展示室内には大きなテーブルがいくつか設置されている。ペン先をタッチしてみると、これまで集めた展示物たちがパネル上に読み出された。


館内にいくつかある大テーブル。パネルをペン先を使って操作する

このテーブルでは、脊髄反射的に収集してきた作品のことを深掘りすることができる。関連する所蔵コレクションやそれぞれの背景、デザイナーやデザインプロセス、素材などについて学べ、ペンを使って、自分のデザインを描くことも可能だ。

最後の部屋はドラマチックで、お気に入りの作品を読み出すと、部屋中の壁がその柄になる仕掛けになっている。サイズや色をアレンジすることもでき、アレンジしていくうちに自分なりに展示物の制作プロセスを考えたり意見を持つようになっていたりした。


(c)クーパーヒューイット・スミソニアンデザイン博物館より

またこれは、非日常として完結し、一過性のエンターテインメントに終わる仕掛けではない。ペンは入場チケットと紐付いている。
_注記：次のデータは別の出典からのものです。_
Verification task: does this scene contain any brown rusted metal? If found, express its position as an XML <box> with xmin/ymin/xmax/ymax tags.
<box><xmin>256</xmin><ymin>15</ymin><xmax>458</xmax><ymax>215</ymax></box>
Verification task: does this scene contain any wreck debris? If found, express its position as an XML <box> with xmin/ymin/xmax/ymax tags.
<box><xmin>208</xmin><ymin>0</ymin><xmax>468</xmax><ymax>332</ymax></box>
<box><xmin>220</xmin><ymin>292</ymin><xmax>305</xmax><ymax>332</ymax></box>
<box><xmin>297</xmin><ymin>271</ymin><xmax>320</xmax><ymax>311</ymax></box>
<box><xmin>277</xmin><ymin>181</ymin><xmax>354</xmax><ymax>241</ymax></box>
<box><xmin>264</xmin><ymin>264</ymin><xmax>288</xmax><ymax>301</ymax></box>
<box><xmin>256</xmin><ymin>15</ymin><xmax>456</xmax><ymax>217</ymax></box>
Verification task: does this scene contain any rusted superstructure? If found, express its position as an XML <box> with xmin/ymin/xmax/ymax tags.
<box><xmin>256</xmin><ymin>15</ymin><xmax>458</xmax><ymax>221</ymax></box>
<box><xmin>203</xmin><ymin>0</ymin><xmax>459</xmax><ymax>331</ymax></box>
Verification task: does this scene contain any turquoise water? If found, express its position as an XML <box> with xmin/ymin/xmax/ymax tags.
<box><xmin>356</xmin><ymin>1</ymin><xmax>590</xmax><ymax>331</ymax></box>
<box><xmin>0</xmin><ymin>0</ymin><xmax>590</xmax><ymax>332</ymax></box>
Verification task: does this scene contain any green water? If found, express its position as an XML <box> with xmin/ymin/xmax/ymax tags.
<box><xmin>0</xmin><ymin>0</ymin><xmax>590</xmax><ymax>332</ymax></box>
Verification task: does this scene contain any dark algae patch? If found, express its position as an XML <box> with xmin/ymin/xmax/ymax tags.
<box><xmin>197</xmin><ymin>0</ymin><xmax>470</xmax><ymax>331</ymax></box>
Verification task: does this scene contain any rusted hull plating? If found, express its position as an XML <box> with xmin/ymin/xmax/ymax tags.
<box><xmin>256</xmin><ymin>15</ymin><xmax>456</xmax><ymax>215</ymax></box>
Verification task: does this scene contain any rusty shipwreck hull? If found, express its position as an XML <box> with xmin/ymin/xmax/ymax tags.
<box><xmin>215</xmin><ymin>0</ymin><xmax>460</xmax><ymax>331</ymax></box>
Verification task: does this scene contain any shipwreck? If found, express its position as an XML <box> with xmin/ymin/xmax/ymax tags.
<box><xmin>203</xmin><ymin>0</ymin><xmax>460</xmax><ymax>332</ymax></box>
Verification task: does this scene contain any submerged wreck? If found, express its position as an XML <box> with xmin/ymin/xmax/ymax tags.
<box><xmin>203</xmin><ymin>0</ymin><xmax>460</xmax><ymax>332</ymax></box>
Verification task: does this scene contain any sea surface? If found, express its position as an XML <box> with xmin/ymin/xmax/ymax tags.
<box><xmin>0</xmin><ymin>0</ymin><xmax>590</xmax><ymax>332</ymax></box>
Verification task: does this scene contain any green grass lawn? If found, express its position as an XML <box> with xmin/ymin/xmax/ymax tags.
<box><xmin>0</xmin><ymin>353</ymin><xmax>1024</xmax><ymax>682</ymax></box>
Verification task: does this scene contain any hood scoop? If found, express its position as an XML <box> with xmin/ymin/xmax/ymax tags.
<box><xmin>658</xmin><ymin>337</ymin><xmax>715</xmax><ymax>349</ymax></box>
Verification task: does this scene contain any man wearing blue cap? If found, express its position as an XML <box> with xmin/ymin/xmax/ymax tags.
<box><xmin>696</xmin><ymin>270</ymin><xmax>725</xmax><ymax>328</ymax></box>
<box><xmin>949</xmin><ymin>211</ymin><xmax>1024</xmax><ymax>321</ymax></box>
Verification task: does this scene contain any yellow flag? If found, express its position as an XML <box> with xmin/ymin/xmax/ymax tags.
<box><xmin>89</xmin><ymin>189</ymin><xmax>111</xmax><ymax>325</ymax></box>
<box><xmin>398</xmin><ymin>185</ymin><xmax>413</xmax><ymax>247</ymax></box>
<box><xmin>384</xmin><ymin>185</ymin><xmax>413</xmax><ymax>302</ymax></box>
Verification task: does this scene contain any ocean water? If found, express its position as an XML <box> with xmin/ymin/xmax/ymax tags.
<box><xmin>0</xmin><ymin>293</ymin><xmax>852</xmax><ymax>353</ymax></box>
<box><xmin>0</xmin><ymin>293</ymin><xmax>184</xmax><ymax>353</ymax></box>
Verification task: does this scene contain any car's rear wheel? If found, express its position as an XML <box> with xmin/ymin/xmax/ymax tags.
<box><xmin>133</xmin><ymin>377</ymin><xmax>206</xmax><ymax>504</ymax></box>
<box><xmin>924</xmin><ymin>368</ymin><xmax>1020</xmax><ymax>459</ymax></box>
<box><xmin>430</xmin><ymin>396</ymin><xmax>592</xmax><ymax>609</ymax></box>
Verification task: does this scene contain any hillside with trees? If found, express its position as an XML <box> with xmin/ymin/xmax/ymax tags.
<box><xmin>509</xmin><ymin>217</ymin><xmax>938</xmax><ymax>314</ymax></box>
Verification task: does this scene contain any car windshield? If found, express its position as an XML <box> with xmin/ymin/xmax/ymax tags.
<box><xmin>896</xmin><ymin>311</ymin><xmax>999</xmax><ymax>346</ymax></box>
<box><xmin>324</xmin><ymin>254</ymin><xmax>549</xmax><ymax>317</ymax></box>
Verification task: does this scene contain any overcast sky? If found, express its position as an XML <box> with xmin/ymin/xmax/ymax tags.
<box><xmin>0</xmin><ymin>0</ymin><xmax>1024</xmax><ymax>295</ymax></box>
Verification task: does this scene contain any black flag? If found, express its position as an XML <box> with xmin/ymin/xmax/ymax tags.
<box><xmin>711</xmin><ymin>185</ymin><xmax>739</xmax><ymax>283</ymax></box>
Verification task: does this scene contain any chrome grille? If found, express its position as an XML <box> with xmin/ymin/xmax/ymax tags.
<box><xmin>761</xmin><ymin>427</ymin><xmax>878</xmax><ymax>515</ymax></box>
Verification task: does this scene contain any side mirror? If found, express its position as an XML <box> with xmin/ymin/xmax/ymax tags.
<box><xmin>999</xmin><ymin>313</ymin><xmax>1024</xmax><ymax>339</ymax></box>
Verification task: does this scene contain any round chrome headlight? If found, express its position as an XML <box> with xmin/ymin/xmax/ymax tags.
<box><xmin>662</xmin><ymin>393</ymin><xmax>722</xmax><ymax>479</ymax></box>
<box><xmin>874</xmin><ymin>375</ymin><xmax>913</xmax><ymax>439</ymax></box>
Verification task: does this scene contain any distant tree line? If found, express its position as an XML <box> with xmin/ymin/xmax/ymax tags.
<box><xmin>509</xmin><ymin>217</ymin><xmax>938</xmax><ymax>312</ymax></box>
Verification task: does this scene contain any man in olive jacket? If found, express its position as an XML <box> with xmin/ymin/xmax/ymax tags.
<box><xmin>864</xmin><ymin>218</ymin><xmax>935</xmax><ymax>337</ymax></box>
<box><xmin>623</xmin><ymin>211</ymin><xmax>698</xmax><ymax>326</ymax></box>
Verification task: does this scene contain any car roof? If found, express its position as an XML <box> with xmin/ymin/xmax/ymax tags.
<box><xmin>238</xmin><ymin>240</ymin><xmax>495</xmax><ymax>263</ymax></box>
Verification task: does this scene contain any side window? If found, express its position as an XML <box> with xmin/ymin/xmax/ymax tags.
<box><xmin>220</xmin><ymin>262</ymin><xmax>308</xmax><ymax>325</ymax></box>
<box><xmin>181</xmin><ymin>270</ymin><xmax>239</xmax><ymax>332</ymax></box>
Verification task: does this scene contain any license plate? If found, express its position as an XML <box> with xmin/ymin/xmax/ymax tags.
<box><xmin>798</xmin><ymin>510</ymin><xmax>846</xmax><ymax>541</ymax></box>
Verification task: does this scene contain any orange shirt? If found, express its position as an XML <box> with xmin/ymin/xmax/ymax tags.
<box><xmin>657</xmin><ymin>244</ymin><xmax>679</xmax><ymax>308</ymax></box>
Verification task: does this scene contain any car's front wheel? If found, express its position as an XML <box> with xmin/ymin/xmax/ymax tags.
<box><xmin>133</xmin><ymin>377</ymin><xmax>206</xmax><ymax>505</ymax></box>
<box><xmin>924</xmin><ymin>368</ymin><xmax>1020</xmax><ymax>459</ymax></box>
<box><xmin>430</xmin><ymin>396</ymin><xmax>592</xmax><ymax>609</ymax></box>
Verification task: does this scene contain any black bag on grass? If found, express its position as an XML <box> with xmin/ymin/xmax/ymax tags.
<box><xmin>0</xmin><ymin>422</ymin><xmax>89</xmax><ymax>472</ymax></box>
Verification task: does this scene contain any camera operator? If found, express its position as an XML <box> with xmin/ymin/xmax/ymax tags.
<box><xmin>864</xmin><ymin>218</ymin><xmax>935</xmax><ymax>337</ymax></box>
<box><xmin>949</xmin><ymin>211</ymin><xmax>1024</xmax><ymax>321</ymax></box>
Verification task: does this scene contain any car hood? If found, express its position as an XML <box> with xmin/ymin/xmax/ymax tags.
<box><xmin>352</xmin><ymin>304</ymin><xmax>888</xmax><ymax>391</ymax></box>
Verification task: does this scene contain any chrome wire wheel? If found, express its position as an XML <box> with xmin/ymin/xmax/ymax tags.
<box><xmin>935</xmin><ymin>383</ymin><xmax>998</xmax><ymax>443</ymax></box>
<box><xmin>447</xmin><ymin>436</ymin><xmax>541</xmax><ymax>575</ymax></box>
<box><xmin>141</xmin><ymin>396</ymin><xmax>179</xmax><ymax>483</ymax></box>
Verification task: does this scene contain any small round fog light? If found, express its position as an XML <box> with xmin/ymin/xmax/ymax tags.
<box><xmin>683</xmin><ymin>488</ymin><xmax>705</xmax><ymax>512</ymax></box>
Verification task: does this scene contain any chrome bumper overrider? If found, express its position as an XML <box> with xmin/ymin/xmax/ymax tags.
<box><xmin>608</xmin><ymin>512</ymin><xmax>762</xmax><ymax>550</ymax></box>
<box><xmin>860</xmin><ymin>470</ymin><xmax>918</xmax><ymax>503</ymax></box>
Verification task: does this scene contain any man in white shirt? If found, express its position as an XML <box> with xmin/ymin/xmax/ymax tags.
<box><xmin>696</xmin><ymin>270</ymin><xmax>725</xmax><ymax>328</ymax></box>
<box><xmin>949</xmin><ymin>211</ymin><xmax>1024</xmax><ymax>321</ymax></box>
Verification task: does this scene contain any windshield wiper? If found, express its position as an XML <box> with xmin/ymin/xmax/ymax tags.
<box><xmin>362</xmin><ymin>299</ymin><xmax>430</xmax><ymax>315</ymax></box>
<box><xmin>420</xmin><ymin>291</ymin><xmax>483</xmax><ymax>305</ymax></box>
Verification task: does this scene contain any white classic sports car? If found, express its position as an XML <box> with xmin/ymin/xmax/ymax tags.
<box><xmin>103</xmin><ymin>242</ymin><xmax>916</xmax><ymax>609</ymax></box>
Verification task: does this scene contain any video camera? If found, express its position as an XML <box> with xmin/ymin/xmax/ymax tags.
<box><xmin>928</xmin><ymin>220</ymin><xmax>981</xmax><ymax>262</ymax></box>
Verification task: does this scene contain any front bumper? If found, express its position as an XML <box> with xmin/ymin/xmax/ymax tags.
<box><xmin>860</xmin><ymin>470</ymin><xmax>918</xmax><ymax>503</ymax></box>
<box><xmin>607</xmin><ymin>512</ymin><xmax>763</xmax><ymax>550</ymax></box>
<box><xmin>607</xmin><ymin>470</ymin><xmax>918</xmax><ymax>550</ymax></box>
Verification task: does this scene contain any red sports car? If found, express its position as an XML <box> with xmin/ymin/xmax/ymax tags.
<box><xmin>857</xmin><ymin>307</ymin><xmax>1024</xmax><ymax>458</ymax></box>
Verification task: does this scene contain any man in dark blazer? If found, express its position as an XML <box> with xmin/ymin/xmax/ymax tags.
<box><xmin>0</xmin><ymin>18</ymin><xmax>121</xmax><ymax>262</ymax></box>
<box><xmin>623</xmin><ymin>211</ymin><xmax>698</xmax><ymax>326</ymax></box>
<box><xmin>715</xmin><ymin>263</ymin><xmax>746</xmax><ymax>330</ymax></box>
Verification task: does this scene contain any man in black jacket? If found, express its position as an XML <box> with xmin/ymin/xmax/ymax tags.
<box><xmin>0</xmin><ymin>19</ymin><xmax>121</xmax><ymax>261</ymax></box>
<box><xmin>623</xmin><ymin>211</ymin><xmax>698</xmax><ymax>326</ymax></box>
チケットに印刷されているIDをウェブサイトで入力すれば、収集した「お気に入りリスト」を帰宅後にも眺めることができるのだ。もちろんスマートフォンからアクセスすることも。


(c)クーパーヒューイット・スミソニアンデザイン博物館より

私たちは脊髄反射で「いいね」する。そしてその興味を深めるタイミングにはわがままだ。ミュージアムを去ったあとにいつでも見返しさらなる学びを始められる仕掛けは、そんな私たちに寄りそう。

実験できる組織

これからのミュージアムには、より柔軟で可変な体験のデザインが求められる。所変わってロンドンV&Aミュージアムでは、これを叶えるためにソーシャルメディア担当やUXデザイナーを採用し、実験的でモダンな組織をつくっている。

モバイルデバイスのなかった時代、人々は鑑賞しながらときにメモをし、チケットの半券を手帳に挟み、あるいはカタログを買って眺めていた。そうして愛着を持ち、学びを得るタイプの人間だった。いいね時代の人間は、そのプロセスがかつてと異なる。ただ感性や想像力が陳腐になったり、エンタメ的な強い刺激以外を受け入れられなくなったわけではない。

各ミュージアムの持つ貴重な価値と鑑賞者の思考や感性を、どのように繋げるべきか。そこに時代とフィットする「鑑賞のデザイン」がある。ミュージアム自体に、存在意義とスタンスの問われる時代がきている。